I turned to see what appeared to be another giant wave of Vampyrus swoop down. But these were different, they weren’t attacking us, they were attacking the other Vampyrus. And unlike the others, these Vampyrus hadn’t taken on their natural form, they still looked human – well humans with wings – just like I did. They swept through the sky with the grace of eagles.
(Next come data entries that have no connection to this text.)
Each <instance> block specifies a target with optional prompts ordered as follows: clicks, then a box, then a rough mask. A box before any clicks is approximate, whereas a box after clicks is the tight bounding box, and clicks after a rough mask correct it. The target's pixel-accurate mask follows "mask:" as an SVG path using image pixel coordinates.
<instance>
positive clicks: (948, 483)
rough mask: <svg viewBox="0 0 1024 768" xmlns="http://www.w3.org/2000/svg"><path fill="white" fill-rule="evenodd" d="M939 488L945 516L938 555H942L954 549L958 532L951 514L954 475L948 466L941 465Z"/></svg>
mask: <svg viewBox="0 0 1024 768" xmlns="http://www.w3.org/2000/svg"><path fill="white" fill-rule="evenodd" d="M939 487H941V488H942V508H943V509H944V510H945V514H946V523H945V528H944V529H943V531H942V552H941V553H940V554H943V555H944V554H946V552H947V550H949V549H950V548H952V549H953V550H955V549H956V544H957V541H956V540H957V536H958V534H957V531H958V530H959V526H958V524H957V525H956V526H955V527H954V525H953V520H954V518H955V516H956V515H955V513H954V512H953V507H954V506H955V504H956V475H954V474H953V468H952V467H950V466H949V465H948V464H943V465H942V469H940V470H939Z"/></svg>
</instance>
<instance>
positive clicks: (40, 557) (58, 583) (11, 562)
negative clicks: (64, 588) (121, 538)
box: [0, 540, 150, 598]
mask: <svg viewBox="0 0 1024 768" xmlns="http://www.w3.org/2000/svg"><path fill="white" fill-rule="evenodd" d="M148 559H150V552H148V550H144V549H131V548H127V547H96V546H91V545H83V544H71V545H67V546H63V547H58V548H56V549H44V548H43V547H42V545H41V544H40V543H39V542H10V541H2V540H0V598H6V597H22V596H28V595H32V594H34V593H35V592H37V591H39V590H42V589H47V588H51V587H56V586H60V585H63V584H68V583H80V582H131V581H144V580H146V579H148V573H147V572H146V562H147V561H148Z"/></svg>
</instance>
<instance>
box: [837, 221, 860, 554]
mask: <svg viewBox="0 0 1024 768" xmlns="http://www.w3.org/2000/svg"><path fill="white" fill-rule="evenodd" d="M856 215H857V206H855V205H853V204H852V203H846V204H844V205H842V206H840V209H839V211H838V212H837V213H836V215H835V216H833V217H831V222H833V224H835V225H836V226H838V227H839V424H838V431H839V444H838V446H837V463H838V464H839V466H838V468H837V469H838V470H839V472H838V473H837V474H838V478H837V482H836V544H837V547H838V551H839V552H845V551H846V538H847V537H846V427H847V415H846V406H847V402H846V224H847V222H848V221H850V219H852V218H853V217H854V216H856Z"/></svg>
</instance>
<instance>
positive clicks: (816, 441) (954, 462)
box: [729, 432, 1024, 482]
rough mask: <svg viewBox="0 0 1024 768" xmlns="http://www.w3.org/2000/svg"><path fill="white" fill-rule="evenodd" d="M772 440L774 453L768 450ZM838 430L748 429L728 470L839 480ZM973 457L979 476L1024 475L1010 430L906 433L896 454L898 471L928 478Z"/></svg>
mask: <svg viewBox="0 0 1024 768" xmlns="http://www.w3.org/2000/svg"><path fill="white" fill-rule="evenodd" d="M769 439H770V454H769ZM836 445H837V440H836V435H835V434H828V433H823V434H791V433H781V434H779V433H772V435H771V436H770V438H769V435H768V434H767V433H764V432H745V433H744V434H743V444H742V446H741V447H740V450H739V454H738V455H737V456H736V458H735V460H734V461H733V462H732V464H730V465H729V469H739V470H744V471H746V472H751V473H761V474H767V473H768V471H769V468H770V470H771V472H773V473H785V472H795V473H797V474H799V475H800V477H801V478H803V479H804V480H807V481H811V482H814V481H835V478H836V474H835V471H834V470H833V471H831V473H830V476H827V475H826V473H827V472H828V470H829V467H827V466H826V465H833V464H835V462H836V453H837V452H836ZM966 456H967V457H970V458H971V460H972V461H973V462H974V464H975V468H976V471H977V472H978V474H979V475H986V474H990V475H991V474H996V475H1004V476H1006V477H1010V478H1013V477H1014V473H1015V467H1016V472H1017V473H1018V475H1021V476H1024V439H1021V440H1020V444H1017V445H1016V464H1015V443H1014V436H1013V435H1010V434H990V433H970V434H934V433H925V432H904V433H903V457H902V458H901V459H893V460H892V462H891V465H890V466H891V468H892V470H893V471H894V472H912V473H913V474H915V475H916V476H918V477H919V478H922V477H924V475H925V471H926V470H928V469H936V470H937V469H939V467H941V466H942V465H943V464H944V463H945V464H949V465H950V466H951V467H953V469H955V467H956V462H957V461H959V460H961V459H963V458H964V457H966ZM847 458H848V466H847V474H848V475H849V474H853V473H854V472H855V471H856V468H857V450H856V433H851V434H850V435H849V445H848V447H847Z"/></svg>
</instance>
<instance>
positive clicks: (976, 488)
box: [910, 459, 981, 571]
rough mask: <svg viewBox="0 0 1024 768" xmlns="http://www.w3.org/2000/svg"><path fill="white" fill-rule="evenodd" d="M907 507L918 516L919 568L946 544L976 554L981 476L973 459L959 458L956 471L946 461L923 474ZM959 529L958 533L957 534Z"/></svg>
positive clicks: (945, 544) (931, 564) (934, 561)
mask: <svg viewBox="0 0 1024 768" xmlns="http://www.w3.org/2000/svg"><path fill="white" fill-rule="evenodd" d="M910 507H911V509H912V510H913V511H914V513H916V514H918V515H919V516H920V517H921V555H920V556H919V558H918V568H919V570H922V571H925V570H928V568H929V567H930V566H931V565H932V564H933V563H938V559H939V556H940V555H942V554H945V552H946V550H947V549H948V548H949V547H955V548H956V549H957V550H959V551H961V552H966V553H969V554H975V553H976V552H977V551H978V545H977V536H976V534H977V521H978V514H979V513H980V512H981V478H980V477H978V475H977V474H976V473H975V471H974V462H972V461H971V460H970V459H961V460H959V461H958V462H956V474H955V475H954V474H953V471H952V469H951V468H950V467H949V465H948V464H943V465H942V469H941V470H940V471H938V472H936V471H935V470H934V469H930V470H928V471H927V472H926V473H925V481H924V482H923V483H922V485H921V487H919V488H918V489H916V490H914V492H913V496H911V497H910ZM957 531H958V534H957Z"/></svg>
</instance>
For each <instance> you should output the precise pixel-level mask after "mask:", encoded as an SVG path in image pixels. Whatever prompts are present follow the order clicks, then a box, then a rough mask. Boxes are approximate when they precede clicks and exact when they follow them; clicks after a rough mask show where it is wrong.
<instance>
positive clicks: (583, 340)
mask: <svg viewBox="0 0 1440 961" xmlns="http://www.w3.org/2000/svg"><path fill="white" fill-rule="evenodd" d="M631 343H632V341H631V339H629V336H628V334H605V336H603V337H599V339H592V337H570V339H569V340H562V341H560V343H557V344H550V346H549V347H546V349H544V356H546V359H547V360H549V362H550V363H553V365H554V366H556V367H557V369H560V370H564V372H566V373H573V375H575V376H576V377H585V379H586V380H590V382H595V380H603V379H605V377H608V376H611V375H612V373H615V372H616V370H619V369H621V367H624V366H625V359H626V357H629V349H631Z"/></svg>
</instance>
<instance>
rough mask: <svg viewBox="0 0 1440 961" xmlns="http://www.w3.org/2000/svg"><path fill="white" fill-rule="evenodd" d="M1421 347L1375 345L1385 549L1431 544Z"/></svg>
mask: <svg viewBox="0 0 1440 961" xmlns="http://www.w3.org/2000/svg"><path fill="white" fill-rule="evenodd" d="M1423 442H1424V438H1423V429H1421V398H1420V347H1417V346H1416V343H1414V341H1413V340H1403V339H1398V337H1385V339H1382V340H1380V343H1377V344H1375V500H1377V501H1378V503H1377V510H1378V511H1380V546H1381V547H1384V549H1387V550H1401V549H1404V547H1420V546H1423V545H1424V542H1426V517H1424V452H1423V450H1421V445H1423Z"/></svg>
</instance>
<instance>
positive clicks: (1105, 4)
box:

“Who are they?” I asked him.
“The resistance!” he laughed. “Damn! Have you ever seen such a beautiful sight!”
And they did look beautiful as they swept through the sky, their wings shimmering, muscles rippling as they attacked the Vampyrus. Within seconds, the sky above surrounding the Light House had become a battleground as Vampyrus fought with Vampyrus. Their fangs and claws sprayed blood as they tore and ripped at each other.
Then I saw him, Luke being chased by a flock of those black, bristling Vampyrus. They snatched and bit at him. He struggled with them, but he was outnumbered, and within moments he was spiralling out of the sky. A black shadow swooped in and snatched Luke away from the screaming half-breeds that waited below to tear him to pieces.
“What was that?” I asked breathlessly.